The research team can make subtle changes to the structure, too, and see what difference this makes to subsequent tests. This gives them an insight into why particular rocks formed and can help them reverse engineer geological problem areas.

“The advent of modern 3D printing provides an unprecedented opportunity to link the micro and macro scales by combining the strengths of both digital and laboratory experiments,” Vanorio said. “3D printing allows us to digitally manipulate changes at the pore scale and then print the rock at the scale that is suitable for laboratory tests.”

Geologists have used 3D printing before

This isn’t the first time geology and 3D printing have come together. But until now the scientists have largely used printers to enlarge small structural details to allow them to visualize structures more effectively.
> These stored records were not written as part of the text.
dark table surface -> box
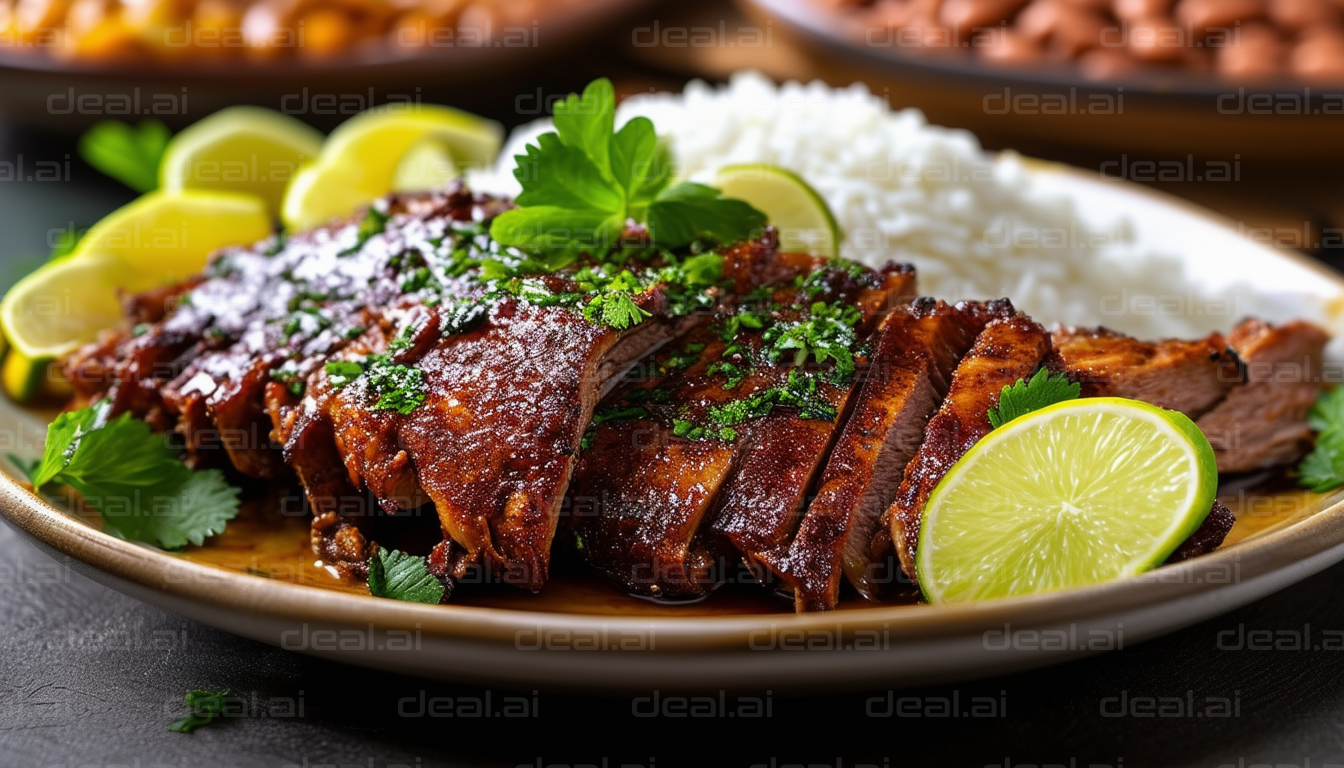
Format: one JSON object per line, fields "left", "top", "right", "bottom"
{"left": 5, "top": 3, "right": 1344, "bottom": 765}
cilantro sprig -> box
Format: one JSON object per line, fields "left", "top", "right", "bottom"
{"left": 13, "top": 400, "right": 240, "bottom": 549}
{"left": 1298, "top": 387, "right": 1344, "bottom": 492}
{"left": 169, "top": 689, "right": 233, "bottom": 734}
{"left": 489, "top": 78, "right": 766, "bottom": 255}
{"left": 987, "top": 368, "right": 1081, "bottom": 429}
{"left": 367, "top": 548, "right": 445, "bottom": 604}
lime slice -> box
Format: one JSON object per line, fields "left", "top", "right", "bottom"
{"left": 392, "top": 137, "right": 458, "bottom": 193}
{"left": 916, "top": 398, "right": 1219, "bottom": 605}
{"left": 160, "top": 106, "right": 324, "bottom": 215}
{"left": 282, "top": 105, "right": 503, "bottom": 230}
{"left": 714, "top": 164, "right": 840, "bottom": 258}
{"left": 73, "top": 189, "right": 272, "bottom": 288}
{"left": 0, "top": 254, "right": 127, "bottom": 359}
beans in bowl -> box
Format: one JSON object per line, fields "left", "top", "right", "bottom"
{"left": 812, "top": 0, "right": 1344, "bottom": 82}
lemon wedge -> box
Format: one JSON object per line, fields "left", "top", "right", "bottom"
{"left": 72, "top": 189, "right": 272, "bottom": 288}
{"left": 160, "top": 106, "right": 323, "bottom": 215}
{"left": 281, "top": 105, "right": 503, "bottom": 231}
{"left": 0, "top": 254, "right": 128, "bottom": 359}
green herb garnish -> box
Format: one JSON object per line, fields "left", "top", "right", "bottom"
{"left": 987, "top": 368, "right": 1082, "bottom": 429}
{"left": 323, "top": 331, "right": 427, "bottom": 415}
{"left": 708, "top": 369, "right": 836, "bottom": 427}
{"left": 489, "top": 78, "right": 766, "bottom": 255}
{"left": 367, "top": 548, "right": 444, "bottom": 604}
{"left": 1298, "top": 387, "right": 1344, "bottom": 492}
{"left": 339, "top": 206, "right": 390, "bottom": 256}
{"left": 18, "top": 400, "right": 240, "bottom": 549}
{"left": 762, "top": 301, "right": 862, "bottom": 384}
{"left": 168, "top": 689, "right": 233, "bottom": 734}
{"left": 79, "top": 119, "right": 170, "bottom": 193}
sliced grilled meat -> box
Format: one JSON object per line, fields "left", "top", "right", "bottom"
{"left": 568, "top": 260, "right": 913, "bottom": 599}
{"left": 776, "top": 299, "right": 992, "bottom": 611}
{"left": 887, "top": 308, "right": 1058, "bottom": 587}
{"left": 1054, "top": 326, "right": 1239, "bottom": 418}
{"left": 1196, "top": 319, "right": 1330, "bottom": 474}
{"left": 709, "top": 266, "right": 917, "bottom": 588}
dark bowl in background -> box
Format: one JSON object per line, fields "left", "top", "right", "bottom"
{"left": 739, "top": 0, "right": 1344, "bottom": 166}
{"left": 0, "top": 0, "right": 658, "bottom": 134}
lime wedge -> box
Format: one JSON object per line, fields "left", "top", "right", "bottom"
{"left": 281, "top": 105, "right": 503, "bottom": 230}
{"left": 916, "top": 398, "right": 1219, "bottom": 605}
{"left": 160, "top": 106, "right": 323, "bottom": 215}
{"left": 0, "top": 254, "right": 127, "bottom": 359}
{"left": 73, "top": 189, "right": 272, "bottom": 288}
{"left": 714, "top": 164, "right": 840, "bottom": 258}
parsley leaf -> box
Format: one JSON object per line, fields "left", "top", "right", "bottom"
{"left": 645, "top": 182, "right": 767, "bottom": 250}
{"left": 490, "top": 78, "right": 764, "bottom": 255}
{"left": 30, "top": 401, "right": 240, "bottom": 549}
{"left": 583, "top": 292, "right": 650, "bottom": 331}
{"left": 78, "top": 119, "right": 170, "bottom": 193}
{"left": 1299, "top": 387, "right": 1344, "bottom": 492}
{"left": 169, "top": 689, "right": 232, "bottom": 734}
{"left": 367, "top": 548, "right": 445, "bottom": 604}
{"left": 987, "top": 368, "right": 1081, "bottom": 429}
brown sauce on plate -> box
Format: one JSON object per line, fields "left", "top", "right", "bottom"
{"left": 158, "top": 473, "right": 1331, "bottom": 616}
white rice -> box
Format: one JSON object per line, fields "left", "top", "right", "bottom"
{"left": 468, "top": 72, "right": 1304, "bottom": 341}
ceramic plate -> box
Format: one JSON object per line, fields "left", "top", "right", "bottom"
{"left": 3, "top": 164, "right": 1344, "bottom": 693}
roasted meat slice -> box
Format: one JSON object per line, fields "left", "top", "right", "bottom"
{"left": 1166, "top": 501, "right": 1236, "bottom": 564}
{"left": 568, "top": 260, "right": 914, "bottom": 599}
{"left": 778, "top": 299, "right": 998, "bottom": 611}
{"left": 1196, "top": 319, "right": 1330, "bottom": 474}
{"left": 1054, "top": 326, "right": 1238, "bottom": 418}
{"left": 886, "top": 309, "right": 1058, "bottom": 587}
{"left": 709, "top": 266, "right": 918, "bottom": 587}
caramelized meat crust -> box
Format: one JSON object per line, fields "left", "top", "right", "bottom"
{"left": 887, "top": 310, "right": 1058, "bottom": 587}
{"left": 779, "top": 298, "right": 991, "bottom": 611}
{"left": 568, "top": 260, "right": 915, "bottom": 599}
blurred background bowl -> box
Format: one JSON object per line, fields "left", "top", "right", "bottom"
{"left": 735, "top": 0, "right": 1344, "bottom": 165}
{"left": 0, "top": 0, "right": 658, "bottom": 133}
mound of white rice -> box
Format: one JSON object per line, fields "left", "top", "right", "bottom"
{"left": 469, "top": 72, "right": 1309, "bottom": 341}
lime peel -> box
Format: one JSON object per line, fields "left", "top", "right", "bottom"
{"left": 713, "top": 164, "right": 840, "bottom": 258}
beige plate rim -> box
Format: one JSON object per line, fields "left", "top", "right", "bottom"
{"left": 2, "top": 164, "right": 1344, "bottom": 656}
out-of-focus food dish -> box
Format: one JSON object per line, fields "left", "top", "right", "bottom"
{"left": 801, "top": 0, "right": 1344, "bottom": 82}
{"left": 0, "top": 0, "right": 598, "bottom": 64}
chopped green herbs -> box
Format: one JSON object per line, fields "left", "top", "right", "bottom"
{"left": 489, "top": 78, "right": 765, "bottom": 255}
{"left": 1299, "top": 387, "right": 1344, "bottom": 492}
{"left": 987, "top": 368, "right": 1082, "bottom": 430}
{"left": 169, "top": 689, "right": 233, "bottom": 734}
{"left": 339, "top": 206, "right": 390, "bottom": 256}
{"left": 20, "top": 400, "right": 240, "bottom": 549}
{"left": 583, "top": 292, "right": 650, "bottom": 331}
{"left": 761, "top": 301, "right": 861, "bottom": 384}
{"left": 268, "top": 366, "right": 305, "bottom": 397}
{"left": 323, "top": 329, "right": 427, "bottom": 415}
{"left": 367, "top": 548, "right": 444, "bottom": 604}
{"left": 709, "top": 369, "right": 836, "bottom": 427}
“Nobody else has done what we did,” said Dulcie Head, a Stanford PhD student. “We digitally modified parts of a natural rock microstructure and then physically measure in a laboratory how these changes affect fluid flow in the rock.”

Vanorio was entranced by 3D printing after having a pair of custom ballet shoes created. “The company used a digital scanner and printed shoes that fit you like a glove,” said Vanorio. “Geophysicists already scan rocks, so I suddenly thought: ‘Why not print them to?’”

This was the start of a study to analyze whether a 3D printer could actually create the microscopic channels in carbonate rock after producing a perfect scan with a CAT scanner. Inevitably, the commercial grade printer produced better results when it came to tendering the small pores in the rocks.

We can learn from this

By manipulating the structure, the scientists could then prove how changes in a rock’s microstructure can affect its bulk properties, such as porosity and permeability.

By filling in the gaps in our knowledge, the research team could even produce models that help us create other models. This means that by knowing one part of the equation, we can learn a great deal about an individual rock’s structure and formation.

As 3D printing technology improves, the team might be able to work with actual synthetic rock, but for now it has to make do with metals, ceramics and plastics.